| name | holepunch-app-composition |
| description | Compose a complete Holepunch application by assigning responsibilities across the host shell, Pear runtime, backend worker, shared domain layer, RPC boundary, and UI state. Use for tasks that plan or refactor app architecture, decide where features should live, connect Hyperstack primitives to Pear hosts, or turn a product idea into a practical implementation blueprint without coupling it to one specific app. |
Holepunch App Composition
Overview
Use this when the problem is bigger than one library. The goal is to produce a clean architecture where the runtime boots the worker, the worker owns replication, the domain layer owns rules, and the UI consumes snapshots.
Preferred Shape
- Host shell: windowing, preload bridge, runtime lifecycle, update events.
- Worker or service: long-lived backend, managers, watchers, snapshots, file ingestion.
- Domain layer: contexts, schemas, permissions, replicated data model.
- UI layer: state store, optimistic UX where safe, rendering only.
Architectural Rules
- Keep app-specific business rules out of the host shell.

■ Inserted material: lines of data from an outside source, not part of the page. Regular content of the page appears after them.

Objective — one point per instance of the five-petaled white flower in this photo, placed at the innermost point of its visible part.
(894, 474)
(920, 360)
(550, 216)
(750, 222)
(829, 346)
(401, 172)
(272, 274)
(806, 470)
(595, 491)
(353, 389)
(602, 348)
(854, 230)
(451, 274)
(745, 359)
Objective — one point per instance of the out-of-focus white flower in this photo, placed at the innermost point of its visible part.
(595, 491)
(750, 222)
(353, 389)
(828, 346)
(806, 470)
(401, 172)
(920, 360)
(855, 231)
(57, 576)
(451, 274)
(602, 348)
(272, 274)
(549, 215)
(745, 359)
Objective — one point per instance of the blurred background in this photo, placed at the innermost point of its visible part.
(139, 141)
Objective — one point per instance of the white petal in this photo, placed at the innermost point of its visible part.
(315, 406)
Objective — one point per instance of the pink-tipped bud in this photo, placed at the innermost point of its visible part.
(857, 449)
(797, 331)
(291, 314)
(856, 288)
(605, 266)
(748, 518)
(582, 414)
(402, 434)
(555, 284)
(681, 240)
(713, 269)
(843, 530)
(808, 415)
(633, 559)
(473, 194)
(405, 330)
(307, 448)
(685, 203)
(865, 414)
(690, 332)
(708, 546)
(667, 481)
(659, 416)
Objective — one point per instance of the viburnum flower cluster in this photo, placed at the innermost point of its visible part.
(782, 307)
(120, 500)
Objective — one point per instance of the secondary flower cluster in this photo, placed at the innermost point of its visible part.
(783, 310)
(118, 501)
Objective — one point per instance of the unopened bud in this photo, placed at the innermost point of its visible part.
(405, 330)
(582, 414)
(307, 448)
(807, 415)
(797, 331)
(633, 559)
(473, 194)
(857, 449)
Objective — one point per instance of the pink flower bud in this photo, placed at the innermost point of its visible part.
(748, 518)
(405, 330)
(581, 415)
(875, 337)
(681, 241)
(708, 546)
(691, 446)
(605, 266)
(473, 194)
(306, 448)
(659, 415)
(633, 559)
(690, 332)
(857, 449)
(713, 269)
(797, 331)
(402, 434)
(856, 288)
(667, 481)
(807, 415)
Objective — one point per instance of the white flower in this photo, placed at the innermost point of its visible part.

- Do not let the renderer talk to Corestore or Hyperswarm directly if a worker can own that state.
- Build one RPC surface per worker and keep it task-oriented, not storage-oriented.
- Let the worker stream snapshots or events to the UI instead of exposing many low-level queries.
Compose in This Order
- Define the replicated domain and local metadata split.
- Choose the host and runtime wiring.
- Define the worker entrypoint and ownership of managers and watchers.
- Define the RPC surface the UI actually needs.
- Shape the UI around snapshots, subscriptions, and task-level mutations.
- Add test seams at the worker and domain boundaries first.
Load References When Needed
- Read
references/blueprint.md for the recommended layer boundaries and build order.
- Read
references/examples.md for example architectures that have already proven workable.